Catatan Revdi Iwan Syahputra
Adalah Idul Adha, dimana suasana batin kita biasanya diliputi keharuan dan harapan. Haru karena kembali teringat kisah pengorbanan Nabi Ibrahim dan Nabi Ismail—dua manusia mulia yang menunjukkan ketundukan total kepada kehendak Ilahi. Harapan karena momen ini selalu menjadi pengingat, bahwa hidup yang bermakna adalah hidup yang mau berkorban, untuk sesuatu yang lebih besar daripada kepentingan pribadi.
Dalam konteks Sumatera Barat—negeri yang berpegang pada prinsip adat basandi syarak, syarak basandi Kitabullah—semangat pengorbanan itu seharusnya tercermin tidak hanya dalam ritual ibadah, tapi juga dalam perilaku keseharian, termasuk dalam laku politik dan cara kita memperlakukan sesama.
Sayangnya, belakangan ini kita justru menyaksikan yang sebaliknya. Politik di ranah Minangkabau seperti kehilangan ruhnya. Yang dikorbankan bukan ego pribadi atau ambisi kekuasaan, tapi justru etika, kejujuran, dan rasa hormat terhadap perbedaan. Bukan rahasia lagi bagaimana jagat politik kita dipenuhi oleh adu narasi yang saling menjatuhkan, bukan adu ide yang saling membangun. Kita menyaksikan tokoh-tokoh yang semestinya menjadi teladan justru terjebak dalam pertikaian yang melelahkan, kadang bahkan memalukan.
Lebih menyedihkan lagi ketika sikap-sikap itu terbawa ke ruang-ruang pertemanan digital. Grup WhatsApp, media sosial, yang seharusnya menjadi tempat berbagi informasi dan silaturahmi, justru berubah jadi ajang saling sindir, saling baper, bahkan saling memblokir. Kita kadang lupa, bahwa yang kita hadapi di balik layar itu tetaplah manusia yang punya hati dan harga diri.

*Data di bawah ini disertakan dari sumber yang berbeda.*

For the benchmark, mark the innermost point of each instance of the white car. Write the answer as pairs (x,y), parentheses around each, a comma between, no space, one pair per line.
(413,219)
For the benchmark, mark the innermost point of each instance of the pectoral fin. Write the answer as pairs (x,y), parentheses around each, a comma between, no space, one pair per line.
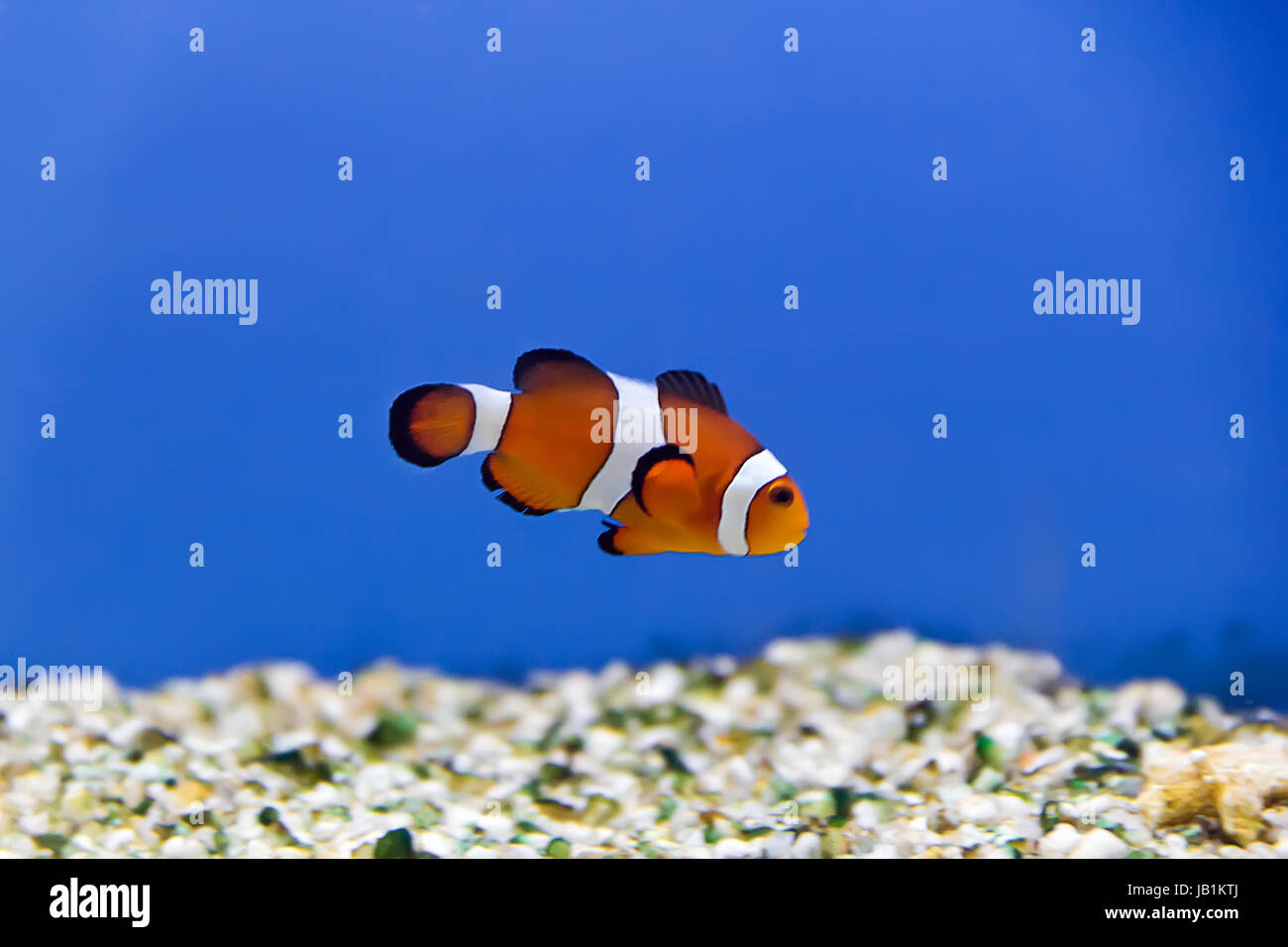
(665,483)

Guyonan yang kita anggap lucu bisa saja menyakiti. Kalimat yang kita niatkan untuk menyindir, mungkin bisa meretakkan hubungan bertahun-tahun. Dan celakanya, semua itu seringkali dilakukan tanpa sadar, atas nama “kebebasan berpendapat”.
Padahal, di Minangkabau dan ajaran Islam yang kita anut, bicara itu ada timbangannya. Ada sopan santun. Ada waktu untuk menyampaikan, ada cara untuk menegur, ada niat yang harus dibenahi sebelum jari menekan tombol “kirim”.
Semangat Idul Adha mestinya jadi momen bagi kita semua untuk bercermin. Apakah selama ini kita sudah ikhlas berkawan, atau justru terlalu sering menyakiti? Apakah kita sudah berani menahan ego dan menempatkan maslahat bersama di atas kepentingan pribadi? Ataukah kita masih terlalu senang menjadi pusat perhatian, meski harus membakar perasaan orang lain?
Mungkin yang perlu kita kurbankan hari ini bukan kambing atau sapi, tapi gengsi, prasangka, dan cara kita memperlakukan orang yang tak sejalan. Kita bisa berbeda pilihan politik, berbeda pandangan, bahkan berbeda karakter. Tapi bukan berarti harus saling menjatuhkan, apalagi saling membenci.
Kalau kita sepakat bahwa Idul Adha adalah tentang ketulusan dan pengorbanan, maka mari kita mulai dari hal sederhana: menjaga lisan, menahan tangan, dan menata niat dalam setiap interaksi—baik di dunia nyata maupun di ruang digital. Karena pada akhirnya, yang akan dikenang bukan seberapa keras kita bersuara, tapi seberapa bijak kita menjaga silaturahmi.(*)
#Penulis adalah Jurnalis pemegang kompetensi wartawan utama, mantan Pemred di beberapa media mainstream di Sumatera Barat dan kini Pemred Rakyat Sumbar.